Re: Terrible design choice and service

PostPosted: Thursday, 28th July 2016, 02:07
by HardboiledGargoyle
On the contrary, I feel that product matters; who makes it is not relevant. With the caveat that product is determined by maker, and thus restricted. I'm thinking hard, how you found envy in my post.
I looked at all possible ways the forking can be good for the game and drew the implications - that's not a long walk, and if it is, what's the short walk?
(I didn't oppose your original statement, but was fazed that you wrote it, with what looks like sincerity)
Shard1697 wrote:
HardboiledGargoyle wrote:If the fork is good and devs take a liking to it, it means that devs don't have a clue about what they're doing.
No? It doesn't mean that at all. Why would it mean that?

because, um, they wouldn't have opposed it in the first place, if they knew what they were doing. How else to understand?

Re: Terrible design choice and service

PostPosted: Thursday, 28th July 2016, 02:25
by CanOfWorms
that assumes that forks are only created for ideas that have been discussed beforehand, instead of say a completely new idea that the devs haven't heard of

Re: Terrible design choice and service

PostPosted: Thursday, 28th July 2016, 02:28
by Arrhythmia
CanOfWorms wrote:that assumes that forks are only created for ideas that have been discussed beforehand, instead of say a completely new idea that the devs haven't heard of


Or that the devs didn't implement an idea because they didn't like it, rather than several other possibilities (laziness, crawl devs preferring conservative gradual changes, etc.).

Re: Terrible design choice and service

PostPosted: Thursday, 28th July 2016, 04:10
by PleasingFungus
i like a lot of the stuff in dcss-ca but 95% of it is never making its way into vanilla (conservative estimate)

like, look at this list of scroll ideas. nuts, but very cool in its own way

just a different design philosophy

Re: Terrible design choice and service

PostPosted: Thursday, 28th July 2016, 07:34
by gammafunk
Not that the original post implying that appreciating forks reveals a conspiracy by the Developer Illuminati was anything but trolling, but of course the devs behind a fork could take the time to implement something useful for DCSS that we don't have the time/expertise to implement ourselves. The vast majority of changes in the fork might be things the original project doesn't want, but they can incorporate only those changes in the fork they do want, and then the fork has been valuable to the original project.

We'd take reasonable changes/features/implementations from anywhere, including a fork like dcss-ca with very different notions for what's good design. That dev might just find the time to implement some interface, refactoring, or functionality we've been wanting but that took very substantial work or that we simply hadn't thought of in the first place.

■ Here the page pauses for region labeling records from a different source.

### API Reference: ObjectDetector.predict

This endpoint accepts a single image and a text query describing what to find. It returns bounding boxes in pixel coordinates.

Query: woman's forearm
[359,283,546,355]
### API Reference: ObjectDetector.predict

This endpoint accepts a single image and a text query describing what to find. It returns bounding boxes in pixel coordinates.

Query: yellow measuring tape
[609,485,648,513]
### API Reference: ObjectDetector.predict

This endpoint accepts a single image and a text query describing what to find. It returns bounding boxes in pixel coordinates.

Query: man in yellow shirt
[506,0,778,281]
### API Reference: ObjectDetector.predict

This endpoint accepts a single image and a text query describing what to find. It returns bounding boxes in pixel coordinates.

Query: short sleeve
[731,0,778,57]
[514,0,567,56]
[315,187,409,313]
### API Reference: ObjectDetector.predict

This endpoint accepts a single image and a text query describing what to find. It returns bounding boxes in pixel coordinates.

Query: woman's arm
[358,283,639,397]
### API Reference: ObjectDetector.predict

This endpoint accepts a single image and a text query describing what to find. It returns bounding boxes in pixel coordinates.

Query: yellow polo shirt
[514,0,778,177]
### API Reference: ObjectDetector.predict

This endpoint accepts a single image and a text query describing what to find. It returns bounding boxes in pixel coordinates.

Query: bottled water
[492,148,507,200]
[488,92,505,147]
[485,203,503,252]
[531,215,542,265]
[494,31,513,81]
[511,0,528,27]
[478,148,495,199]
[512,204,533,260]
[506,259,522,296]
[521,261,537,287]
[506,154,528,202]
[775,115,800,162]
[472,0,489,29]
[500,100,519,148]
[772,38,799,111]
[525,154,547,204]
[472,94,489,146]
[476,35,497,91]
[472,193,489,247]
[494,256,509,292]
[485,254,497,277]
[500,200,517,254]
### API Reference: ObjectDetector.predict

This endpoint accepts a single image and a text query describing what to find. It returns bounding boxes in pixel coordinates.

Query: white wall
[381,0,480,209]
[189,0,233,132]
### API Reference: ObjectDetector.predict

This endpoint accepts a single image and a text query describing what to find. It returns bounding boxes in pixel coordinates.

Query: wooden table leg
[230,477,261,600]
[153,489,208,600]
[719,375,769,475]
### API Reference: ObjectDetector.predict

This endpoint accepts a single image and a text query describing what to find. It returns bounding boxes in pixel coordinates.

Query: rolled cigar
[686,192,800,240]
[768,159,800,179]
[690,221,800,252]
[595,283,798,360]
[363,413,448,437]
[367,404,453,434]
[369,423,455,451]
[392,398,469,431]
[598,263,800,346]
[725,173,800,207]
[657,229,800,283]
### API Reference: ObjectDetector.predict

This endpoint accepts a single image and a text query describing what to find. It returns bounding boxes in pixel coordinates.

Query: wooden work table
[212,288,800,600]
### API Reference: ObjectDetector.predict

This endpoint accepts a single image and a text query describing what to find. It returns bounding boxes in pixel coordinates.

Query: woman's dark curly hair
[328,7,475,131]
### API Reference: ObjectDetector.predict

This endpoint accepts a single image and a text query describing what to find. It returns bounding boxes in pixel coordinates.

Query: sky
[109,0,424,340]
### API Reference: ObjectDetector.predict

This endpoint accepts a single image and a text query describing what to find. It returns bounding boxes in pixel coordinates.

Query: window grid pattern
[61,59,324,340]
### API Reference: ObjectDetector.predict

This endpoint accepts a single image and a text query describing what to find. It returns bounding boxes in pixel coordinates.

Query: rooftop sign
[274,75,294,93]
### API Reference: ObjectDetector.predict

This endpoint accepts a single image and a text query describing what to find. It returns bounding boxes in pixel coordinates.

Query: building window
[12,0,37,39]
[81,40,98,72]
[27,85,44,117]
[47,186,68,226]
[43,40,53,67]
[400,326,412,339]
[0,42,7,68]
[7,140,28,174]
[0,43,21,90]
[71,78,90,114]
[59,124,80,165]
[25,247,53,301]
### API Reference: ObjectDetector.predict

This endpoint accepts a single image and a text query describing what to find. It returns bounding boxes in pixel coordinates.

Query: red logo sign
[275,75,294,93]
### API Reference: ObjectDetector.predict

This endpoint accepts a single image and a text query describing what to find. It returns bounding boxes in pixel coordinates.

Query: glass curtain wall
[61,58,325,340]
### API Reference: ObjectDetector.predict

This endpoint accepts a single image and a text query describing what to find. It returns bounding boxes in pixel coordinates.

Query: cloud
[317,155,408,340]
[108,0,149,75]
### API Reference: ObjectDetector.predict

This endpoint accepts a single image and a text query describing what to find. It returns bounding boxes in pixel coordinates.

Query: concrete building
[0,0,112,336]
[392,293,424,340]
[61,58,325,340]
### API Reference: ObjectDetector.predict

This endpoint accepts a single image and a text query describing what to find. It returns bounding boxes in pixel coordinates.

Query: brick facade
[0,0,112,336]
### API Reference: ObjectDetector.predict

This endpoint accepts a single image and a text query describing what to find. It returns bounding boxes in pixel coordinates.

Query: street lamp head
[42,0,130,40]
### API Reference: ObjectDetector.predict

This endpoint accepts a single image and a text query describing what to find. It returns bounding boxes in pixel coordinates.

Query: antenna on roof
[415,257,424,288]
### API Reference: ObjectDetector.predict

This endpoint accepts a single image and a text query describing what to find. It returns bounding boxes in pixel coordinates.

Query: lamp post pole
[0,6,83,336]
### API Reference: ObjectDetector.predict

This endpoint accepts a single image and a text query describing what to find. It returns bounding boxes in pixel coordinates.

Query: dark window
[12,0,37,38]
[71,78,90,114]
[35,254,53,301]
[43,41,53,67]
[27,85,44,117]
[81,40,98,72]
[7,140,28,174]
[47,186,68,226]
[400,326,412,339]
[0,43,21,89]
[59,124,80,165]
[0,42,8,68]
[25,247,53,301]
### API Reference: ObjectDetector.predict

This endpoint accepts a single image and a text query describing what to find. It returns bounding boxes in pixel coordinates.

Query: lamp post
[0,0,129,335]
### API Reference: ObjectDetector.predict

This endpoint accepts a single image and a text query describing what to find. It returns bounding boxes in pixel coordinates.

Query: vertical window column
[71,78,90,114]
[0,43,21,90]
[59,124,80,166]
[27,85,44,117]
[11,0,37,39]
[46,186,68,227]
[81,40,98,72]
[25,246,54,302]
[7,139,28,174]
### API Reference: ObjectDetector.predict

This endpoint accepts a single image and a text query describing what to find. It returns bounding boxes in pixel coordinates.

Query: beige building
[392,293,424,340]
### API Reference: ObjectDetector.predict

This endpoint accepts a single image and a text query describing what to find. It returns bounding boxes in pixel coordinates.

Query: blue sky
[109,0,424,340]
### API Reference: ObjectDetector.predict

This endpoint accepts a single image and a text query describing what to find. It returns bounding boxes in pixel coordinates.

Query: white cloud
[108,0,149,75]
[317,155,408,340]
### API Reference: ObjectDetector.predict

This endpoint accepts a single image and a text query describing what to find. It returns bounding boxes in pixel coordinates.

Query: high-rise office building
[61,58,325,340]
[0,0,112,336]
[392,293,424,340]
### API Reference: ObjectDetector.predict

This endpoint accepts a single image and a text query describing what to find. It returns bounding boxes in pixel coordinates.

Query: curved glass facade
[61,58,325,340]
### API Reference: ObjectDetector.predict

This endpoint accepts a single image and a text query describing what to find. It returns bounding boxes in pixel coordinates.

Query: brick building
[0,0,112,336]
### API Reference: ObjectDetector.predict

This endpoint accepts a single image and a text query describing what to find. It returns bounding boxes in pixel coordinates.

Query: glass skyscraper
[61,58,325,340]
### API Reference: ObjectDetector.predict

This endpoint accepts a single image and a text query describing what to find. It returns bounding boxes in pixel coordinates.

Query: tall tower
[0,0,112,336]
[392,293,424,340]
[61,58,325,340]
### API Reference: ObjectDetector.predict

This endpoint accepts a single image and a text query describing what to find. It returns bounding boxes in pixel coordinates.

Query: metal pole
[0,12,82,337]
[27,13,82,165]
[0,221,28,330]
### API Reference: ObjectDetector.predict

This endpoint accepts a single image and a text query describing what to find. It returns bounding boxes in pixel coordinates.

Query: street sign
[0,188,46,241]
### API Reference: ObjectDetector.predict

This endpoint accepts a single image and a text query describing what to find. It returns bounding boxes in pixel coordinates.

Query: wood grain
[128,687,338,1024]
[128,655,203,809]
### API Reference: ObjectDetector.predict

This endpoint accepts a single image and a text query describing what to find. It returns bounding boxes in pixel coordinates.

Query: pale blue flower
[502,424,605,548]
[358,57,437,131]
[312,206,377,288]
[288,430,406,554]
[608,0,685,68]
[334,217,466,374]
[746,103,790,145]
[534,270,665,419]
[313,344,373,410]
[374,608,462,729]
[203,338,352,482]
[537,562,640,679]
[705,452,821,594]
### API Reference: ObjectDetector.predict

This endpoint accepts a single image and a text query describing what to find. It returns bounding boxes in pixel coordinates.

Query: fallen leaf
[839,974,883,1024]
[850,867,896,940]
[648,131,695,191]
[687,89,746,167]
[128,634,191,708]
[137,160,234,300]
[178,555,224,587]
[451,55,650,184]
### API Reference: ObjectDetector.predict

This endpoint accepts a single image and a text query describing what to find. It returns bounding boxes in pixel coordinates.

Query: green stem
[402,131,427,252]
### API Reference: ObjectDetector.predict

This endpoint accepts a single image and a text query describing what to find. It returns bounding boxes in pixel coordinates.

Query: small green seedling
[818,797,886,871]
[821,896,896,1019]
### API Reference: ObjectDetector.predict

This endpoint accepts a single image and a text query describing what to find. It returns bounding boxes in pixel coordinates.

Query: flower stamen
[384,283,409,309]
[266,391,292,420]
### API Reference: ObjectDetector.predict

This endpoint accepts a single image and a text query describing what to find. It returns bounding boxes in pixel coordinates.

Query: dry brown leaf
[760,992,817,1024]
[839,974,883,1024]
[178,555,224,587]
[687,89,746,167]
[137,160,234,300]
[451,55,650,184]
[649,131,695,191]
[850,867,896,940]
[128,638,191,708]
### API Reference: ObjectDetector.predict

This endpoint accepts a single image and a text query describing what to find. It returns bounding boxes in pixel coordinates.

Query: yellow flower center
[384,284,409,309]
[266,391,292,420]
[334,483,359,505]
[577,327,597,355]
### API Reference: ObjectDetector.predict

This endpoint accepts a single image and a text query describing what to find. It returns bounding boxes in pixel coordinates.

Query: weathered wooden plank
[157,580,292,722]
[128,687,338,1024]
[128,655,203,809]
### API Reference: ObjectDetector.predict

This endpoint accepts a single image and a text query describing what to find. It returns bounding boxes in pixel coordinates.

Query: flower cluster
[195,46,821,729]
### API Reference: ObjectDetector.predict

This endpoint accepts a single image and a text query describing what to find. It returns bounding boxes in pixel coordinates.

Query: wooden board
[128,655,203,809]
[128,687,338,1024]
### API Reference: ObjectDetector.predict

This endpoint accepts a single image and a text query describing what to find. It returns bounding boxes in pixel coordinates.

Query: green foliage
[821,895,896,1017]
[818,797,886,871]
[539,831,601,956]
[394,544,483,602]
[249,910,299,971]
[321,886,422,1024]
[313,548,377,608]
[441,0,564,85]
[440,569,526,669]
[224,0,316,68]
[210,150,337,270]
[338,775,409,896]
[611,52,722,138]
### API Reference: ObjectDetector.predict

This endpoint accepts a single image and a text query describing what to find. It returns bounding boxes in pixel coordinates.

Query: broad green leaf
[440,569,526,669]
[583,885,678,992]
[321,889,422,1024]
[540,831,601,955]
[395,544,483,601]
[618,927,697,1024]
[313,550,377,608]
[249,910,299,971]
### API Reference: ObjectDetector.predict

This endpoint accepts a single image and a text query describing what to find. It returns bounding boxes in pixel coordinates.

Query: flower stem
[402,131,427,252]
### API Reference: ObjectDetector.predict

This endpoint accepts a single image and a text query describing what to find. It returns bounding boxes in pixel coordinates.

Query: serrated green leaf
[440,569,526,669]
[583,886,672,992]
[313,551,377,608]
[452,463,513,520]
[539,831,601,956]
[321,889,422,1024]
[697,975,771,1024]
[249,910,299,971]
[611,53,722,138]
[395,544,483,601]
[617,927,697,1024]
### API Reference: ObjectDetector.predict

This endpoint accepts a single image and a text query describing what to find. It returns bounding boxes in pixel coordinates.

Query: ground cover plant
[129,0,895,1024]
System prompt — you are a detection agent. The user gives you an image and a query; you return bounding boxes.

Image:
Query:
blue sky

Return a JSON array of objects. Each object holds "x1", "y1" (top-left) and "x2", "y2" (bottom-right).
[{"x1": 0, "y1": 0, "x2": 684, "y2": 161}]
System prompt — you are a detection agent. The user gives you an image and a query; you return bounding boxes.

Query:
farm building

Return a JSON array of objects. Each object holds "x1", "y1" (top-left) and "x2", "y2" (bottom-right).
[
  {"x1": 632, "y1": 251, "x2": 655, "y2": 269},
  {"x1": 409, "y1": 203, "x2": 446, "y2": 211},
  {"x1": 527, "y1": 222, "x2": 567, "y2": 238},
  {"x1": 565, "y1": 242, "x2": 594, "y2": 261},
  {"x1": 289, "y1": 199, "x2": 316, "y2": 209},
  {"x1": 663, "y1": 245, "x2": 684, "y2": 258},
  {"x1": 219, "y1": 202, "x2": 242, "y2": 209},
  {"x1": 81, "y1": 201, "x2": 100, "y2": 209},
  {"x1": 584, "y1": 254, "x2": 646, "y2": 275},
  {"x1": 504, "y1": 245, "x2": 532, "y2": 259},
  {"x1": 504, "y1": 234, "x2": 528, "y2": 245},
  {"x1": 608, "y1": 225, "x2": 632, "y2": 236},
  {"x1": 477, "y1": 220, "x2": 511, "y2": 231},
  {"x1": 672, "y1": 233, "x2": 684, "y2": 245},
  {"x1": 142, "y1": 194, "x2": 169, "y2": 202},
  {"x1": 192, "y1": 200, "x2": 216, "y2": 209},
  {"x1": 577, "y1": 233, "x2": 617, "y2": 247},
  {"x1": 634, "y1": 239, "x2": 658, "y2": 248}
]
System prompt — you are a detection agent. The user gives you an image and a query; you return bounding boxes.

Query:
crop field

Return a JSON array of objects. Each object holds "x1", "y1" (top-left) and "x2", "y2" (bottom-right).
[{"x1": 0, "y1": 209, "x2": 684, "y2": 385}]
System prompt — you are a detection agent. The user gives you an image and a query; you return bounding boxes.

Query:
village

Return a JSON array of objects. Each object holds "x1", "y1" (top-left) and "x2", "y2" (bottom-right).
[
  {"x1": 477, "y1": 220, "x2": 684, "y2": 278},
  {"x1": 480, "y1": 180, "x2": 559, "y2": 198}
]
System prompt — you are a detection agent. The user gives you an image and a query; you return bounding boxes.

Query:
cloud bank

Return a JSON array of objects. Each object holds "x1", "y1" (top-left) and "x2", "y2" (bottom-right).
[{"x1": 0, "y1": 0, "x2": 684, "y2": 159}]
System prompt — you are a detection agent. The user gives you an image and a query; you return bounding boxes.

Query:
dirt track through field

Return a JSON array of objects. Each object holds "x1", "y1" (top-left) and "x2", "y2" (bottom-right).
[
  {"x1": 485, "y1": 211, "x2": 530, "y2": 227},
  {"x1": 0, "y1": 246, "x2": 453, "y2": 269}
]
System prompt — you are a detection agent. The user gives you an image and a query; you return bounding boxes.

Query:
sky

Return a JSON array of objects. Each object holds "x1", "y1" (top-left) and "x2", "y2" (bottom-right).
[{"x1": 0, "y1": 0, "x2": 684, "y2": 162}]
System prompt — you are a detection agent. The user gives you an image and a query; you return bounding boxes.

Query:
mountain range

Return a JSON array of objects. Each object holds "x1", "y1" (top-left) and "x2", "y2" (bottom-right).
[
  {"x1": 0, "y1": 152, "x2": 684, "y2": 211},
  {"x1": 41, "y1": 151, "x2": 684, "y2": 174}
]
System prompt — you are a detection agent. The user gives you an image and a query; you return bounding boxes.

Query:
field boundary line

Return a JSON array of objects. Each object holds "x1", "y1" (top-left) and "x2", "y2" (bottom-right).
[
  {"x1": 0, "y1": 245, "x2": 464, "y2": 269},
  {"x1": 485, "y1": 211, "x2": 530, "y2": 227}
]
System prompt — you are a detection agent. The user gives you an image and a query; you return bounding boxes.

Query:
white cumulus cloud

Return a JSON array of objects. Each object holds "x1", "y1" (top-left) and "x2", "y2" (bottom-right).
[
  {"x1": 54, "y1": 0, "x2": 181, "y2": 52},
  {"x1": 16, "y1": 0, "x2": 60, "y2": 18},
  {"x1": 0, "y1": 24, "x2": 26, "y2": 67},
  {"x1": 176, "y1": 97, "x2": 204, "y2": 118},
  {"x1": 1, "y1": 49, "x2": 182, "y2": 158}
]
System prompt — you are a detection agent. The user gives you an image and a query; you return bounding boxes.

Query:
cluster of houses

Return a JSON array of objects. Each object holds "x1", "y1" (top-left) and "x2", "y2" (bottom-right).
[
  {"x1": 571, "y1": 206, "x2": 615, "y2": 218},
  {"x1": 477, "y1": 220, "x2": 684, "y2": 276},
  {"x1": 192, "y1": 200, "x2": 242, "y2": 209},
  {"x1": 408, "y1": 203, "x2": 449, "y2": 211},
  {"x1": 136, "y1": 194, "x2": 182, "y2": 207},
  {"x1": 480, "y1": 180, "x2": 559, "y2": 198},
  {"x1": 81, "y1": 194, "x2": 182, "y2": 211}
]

Re: Terrible design choice and service

PostPosted: Thursday, 28th July 2016, 12:42
by archaeo
I think it's worth looking to NetHack as an example of a "family" of forks that has resulted in some significantly improved games, and the latest version of NetHack included a lot of the work that was done in forks during the decade between releases.

I'd also just love to play some forks that actually offer some concrete examples of what the game would be like if we followed some players' design sensibilities to their logical conclusion. An actual implementation of duvessa's idea of Crawl would be really interesting, as would crate's and tabstorm's. Or, on the opposite end, I'd love to see what a real Sandman25Crawl or BerderCrawl would look like, though I think dcss-ca is handling that extreme pretty well, all things considered.

In conclusion, though I hate food, I love forks.